Score the current state 1–5 on each of: Testability, Readability, Performance, Modularity, Onboarding, Navigation, State-mgmt discipline, Build-time, LLM-agent friendliness. Use these heuristics:

- **Testability**: ratio of test files to source files, presence of mock/fake infra.
- **Readability**: avg `UIViewController` LoC; file count per feature folder.
- **Performance**: `@Observable` usage (good), unbounded `@Published` chains feeding huge VMs (bad), excessive `WithViewStore` w/o `@ObservableState` (TCA legacy).
- **Modularity**: number of SPM/Tuist modules vs feature count.
- **Onboarding**: README presence, CLAUDE.md/AGENTS.md presence, contributing guide.
- **Navigation**: explicit Coordinator/NavigationStack discipline vs ad-hoc segues/`present`.
- **State mgmt**: pure-function reducers vs mutable singletons.
- **Build-time**: time `xcodebuild` cleanly; if not available, count `import` graph density.
- **Agent friendliness**: file sizes (small = good), naming conventions (predictable = good), cross-file action chains (bad).
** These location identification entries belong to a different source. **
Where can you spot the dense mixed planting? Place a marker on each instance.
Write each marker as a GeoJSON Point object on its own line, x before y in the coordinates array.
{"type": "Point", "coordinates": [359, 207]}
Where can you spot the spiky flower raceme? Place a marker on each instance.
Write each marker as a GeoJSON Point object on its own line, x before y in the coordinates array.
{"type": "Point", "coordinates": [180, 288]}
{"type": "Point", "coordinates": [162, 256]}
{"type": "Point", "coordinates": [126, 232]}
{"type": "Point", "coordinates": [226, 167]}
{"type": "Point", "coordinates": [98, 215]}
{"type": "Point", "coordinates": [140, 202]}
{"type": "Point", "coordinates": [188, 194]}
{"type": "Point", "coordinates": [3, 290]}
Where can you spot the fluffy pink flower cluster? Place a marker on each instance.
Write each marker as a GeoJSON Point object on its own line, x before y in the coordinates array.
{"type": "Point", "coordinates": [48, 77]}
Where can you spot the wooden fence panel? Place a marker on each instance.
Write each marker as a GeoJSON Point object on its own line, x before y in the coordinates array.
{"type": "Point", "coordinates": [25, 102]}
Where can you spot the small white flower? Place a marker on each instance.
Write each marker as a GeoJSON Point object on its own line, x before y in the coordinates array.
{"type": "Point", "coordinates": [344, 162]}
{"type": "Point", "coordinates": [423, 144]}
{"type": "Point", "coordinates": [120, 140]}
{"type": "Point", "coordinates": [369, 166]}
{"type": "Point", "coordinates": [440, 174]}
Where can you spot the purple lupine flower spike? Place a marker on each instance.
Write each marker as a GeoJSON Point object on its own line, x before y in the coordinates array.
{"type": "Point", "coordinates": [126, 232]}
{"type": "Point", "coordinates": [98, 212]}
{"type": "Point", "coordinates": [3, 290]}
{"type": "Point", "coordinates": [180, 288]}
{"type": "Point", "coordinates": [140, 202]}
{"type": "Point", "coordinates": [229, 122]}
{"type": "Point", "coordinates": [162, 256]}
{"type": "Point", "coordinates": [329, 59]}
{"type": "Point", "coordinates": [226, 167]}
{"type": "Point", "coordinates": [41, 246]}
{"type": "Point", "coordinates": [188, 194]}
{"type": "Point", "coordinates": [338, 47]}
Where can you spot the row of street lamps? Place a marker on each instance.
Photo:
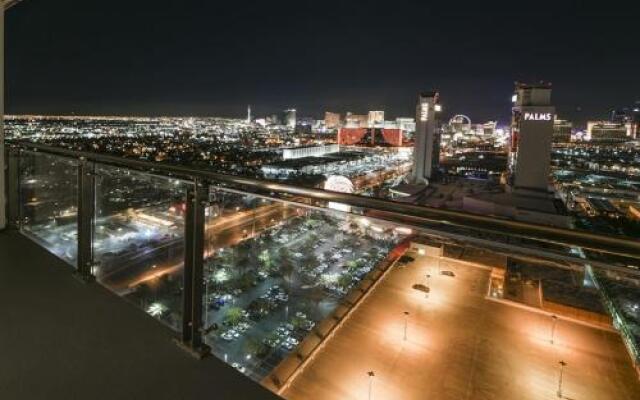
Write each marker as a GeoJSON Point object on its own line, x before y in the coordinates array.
{"type": "Point", "coordinates": [554, 322]}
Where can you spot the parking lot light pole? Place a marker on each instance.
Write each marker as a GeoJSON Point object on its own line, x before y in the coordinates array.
{"type": "Point", "coordinates": [562, 365]}
{"type": "Point", "coordinates": [371, 375]}
{"type": "Point", "coordinates": [406, 321]}
{"type": "Point", "coordinates": [554, 321]}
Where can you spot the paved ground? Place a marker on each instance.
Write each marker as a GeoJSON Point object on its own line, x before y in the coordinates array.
{"type": "Point", "coordinates": [461, 346]}
{"type": "Point", "coordinates": [62, 339]}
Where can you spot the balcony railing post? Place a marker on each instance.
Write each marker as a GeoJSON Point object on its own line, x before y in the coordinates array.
{"type": "Point", "coordinates": [86, 215]}
{"type": "Point", "coordinates": [192, 328]}
{"type": "Point", "coordinates": [13, 187]}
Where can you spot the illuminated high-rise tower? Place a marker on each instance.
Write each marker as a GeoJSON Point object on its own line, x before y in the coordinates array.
{"type": "Point", "coordinates": [531, 138]}
{"type": "Point", "coordinates": [426, 153]}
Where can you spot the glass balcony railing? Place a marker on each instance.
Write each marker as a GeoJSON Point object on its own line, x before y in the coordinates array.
{"type": "Point", "coordinates": [49, 202]}
{"type": "Point", "coordinates": [139, 239]}
{"type": "Point", "coordinates": [318, 294]}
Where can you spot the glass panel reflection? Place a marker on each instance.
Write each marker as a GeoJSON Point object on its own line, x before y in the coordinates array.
{"type": "Point", "coordinates": [49, 203]}
{"type": "Point", "coordinates": [139, 240]}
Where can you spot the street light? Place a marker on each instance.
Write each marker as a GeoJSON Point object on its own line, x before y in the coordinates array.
{"type": "Point", "coordinates": [406, 321]}
{"type": "Point", "coordinates": [562, 365]}
{"type": "Point", "coordinates": [554, 321]}
{"type": "Point", "coordinates": [371, 375]}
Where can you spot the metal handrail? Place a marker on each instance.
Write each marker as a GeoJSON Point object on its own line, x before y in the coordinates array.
{"type": "Point", "coordinates": [610, 244]}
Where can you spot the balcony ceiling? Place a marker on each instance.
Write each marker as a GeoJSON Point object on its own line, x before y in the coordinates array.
{"type": "Point", "coordinates": [9, 3]}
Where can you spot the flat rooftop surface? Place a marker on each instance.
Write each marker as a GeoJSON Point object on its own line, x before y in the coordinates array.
{"type": "Point", "coordinates": [461, 346]}
{"type": "Point", "coordinates": [63, 339]}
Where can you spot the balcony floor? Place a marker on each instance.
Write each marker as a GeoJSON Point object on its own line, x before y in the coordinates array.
{"type": "Point", "coordinates": [63, 339]}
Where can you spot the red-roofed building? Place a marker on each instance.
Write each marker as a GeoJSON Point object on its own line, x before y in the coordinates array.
{"type": "Point", "coordinates": [370, 137]}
## Step 4 — Decide: refactor in place or migrate?

**Refactor in place** when:
- Primary architecture matches team skills + product size from the `researcher` decision table.
- Pain points are local (a few massive view controllers, one tangled feature).
- Migration cost exceeds refactor cost by ≥ 3× engineer-weeks.

**Migrate** when:
- Primary architecture clearly mismatched (e.g. VIPER in a 3-dev SwiftUI shop).
- Pattern's pain compounds with growth (e.g. ObservableObject churn on 80+ screens).
- Modernisation unlocks ≥ 2 of: testability, perf, agent friendliness.

## Step 5 — Output

### If refactor in place

```
## Audit Result

Detected: <pattern> (confidence: high/medium/low)
Mixed pockets: <list or "none">
Modularisation: <none / SPM workspace / Tuist>

Scorecard (1–5):
- Testability: x — <evidence>
- Readability: x — <evidence>
- Performance: x — <evidence>
- Modularity: x — <evidence>
- Onboarding: x — <evidence>
- Navigation: x — <evidence>
- State mgmt: x — <evidence>
- Build time: x — <evidence>
- Agent friendliness: x — <evidence>

## Top pain points (ranked)
1. <pain> — <file:line evidence> — <severity>
2. ...

## In-place refactor plan
Phase 1 (this sprint, 1–3 days each):
- <task>
Phase 2 (this quarter):
- <task>
Phase 3 (next quarter):
- <task>

Suggested next skill: arch-<pattern>  (for conventions / corner cases)
```

### If migration recommended

```
## Audit Result
... (same as above)

## Migration recommendation
From: <current pattern>
To:   <target pattern>
Reason: <2–3 sentences>

Expected cost: <engineer-weeks>
Expected payback: <metric>

Hand off to: migrator  (with from=<current>, to=<target>)
```

## Anti-patterns to flag during audit

- Single `AppState` singleton mutated from VCs.
- VMs that import UIKit/SwiftUI.
- Coordinator instances retained by VCs (cycle risk).
- `WithViewStore` everywhere in TCA 1.7+ codebase (legacy, should be `@ObservableState`).
- `NavigationStack` paths held in 5 different `@State` properties across one feature.
- VIPER modules where Presenter calls Interactor synchronously and blocks main thread.
- Repository protocols in same module as their concrete impl (defeats Clean's dependency-inversion).

## Hand-off

After producing the audit, point to:
- `arch-<pattern>` skill — for in-place refactor conventions.
- `migrator` skill — for cross-pattern migration playbook.